Up to 40 per cent of older people are drinking five or more times a week, and binge drinking, which puts them at higher risk of illness and disease, according to a study by New Zealand’s Massey University.
GP and addiction specialist Dr Hester Wilson told The New Daily that local evidence pointed to a similar worrying trend in Australia.
“There’s always a lot of interest in binge drinking in young people but … the group of people who’s drinking levels have not changed or increased are older Australians,” she said.
Women in their 50s were leading this harmful trend for the first time, Dr Wilson said.
“[There are] women in their 50s who really are just starting to drink a little bit more, because they can,” she said.
“But our bodies don’t bounce back in the same way, our livers don’t bounce back in the same way, and we really feel the effects of alcohol as we get older.
“Also we’re more likely to be on medications or have medical conditions that actually increase our risk.”
The latest Australian figures on drinking habits suggest that excessive drinking (more than two standard drinks a day) increased from 11.2 per cent in 2007 to 13 per cent in 2016 in women aged 50-59 years old.
While this is only a modest increase, it means women in this age group are overtaking 18-24 year olds in this category for the first time.
The National Drug Strategy Household Survey (2016) also found that women aged 40-49 years old had the highest level of risky drinking (lifetime risk) among older women – although this was down slightly in 2016.
More people in their 50s and 60s were consuming 11 or more standard drinks on a single occasion, the survey revealed.
By contrast, risky drinking levels in younger women had fallen 15 per cent in the past decade.
Some of these women were more vulnerable to alcohol abuse than others, according to addiction experts.
Recent loss of a loved one, social isolation and retirement were all possible triggers that might lead to alcohol abuse in some women.
Writing in a 2017 editorial in the BMJ, British and Australian researchers, said people usually fell into one of three groups: maintainers, survivors and reactors.
Maintainers have unchanged lifetime patterns and have been drinking consistently for years.
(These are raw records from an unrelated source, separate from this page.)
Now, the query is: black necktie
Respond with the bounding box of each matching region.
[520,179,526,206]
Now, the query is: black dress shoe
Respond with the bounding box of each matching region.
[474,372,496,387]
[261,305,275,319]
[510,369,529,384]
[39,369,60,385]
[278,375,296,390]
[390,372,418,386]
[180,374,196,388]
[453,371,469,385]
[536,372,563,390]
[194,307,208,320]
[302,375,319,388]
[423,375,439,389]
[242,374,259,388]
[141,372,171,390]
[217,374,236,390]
Survivors are long-term problem users, while reactors are people who take up or increase their risky drinking behaviours later in life.
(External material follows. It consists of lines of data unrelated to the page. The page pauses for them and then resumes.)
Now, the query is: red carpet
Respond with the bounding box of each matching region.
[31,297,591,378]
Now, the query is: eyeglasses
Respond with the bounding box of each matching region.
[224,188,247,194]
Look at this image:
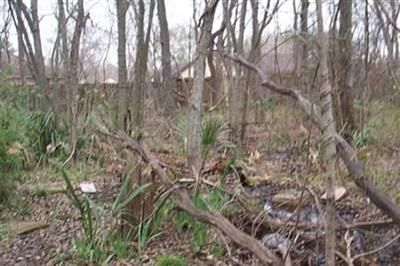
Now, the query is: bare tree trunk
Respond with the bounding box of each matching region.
[225,0,247,146]
[337,0,356,139]
[67,0,85,158]
[188,0,218,177]
[299,0,310,89]
[116,0,129,131]
[157,0,176,114]
[8,0,51,110]
[30,0,51,106]
[123,0,155,230]
[316,0,336,266]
“Baby boomers have set up their drinking habits 30 years ago and they still continue to drink that way, and they don’t consider that what they’re doing is risky,” Dr Wilson said.
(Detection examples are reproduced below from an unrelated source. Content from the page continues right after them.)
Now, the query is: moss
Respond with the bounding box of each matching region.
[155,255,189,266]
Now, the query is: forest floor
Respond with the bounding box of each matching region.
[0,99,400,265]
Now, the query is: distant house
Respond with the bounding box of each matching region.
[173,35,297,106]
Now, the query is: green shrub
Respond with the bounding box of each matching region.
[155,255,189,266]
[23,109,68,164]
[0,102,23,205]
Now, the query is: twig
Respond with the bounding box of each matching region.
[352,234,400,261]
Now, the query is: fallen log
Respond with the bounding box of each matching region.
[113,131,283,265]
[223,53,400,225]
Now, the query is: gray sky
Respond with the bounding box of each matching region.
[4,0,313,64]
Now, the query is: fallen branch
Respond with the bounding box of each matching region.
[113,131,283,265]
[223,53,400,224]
“The classic example I see in middle-aged women in my practice is that the woman will come home, she’s getting dinner ready for the family, opens a bottle of wine, she has a glass while she’s preparing the meal … and low and behold she’s had more than four standard drinks.”
“It’s a different kind of drinking, but it’s no less hazardous for your health.”
She said a good way to cut down on harmful levels of drinking was to try a few alcohol-free nights.
Dr Wilson also encouraged people – regardless of fitness or health status – to talk to their doctor about their drinking habits as any amount of alcohol might still affect an individual’s long-term disease risk.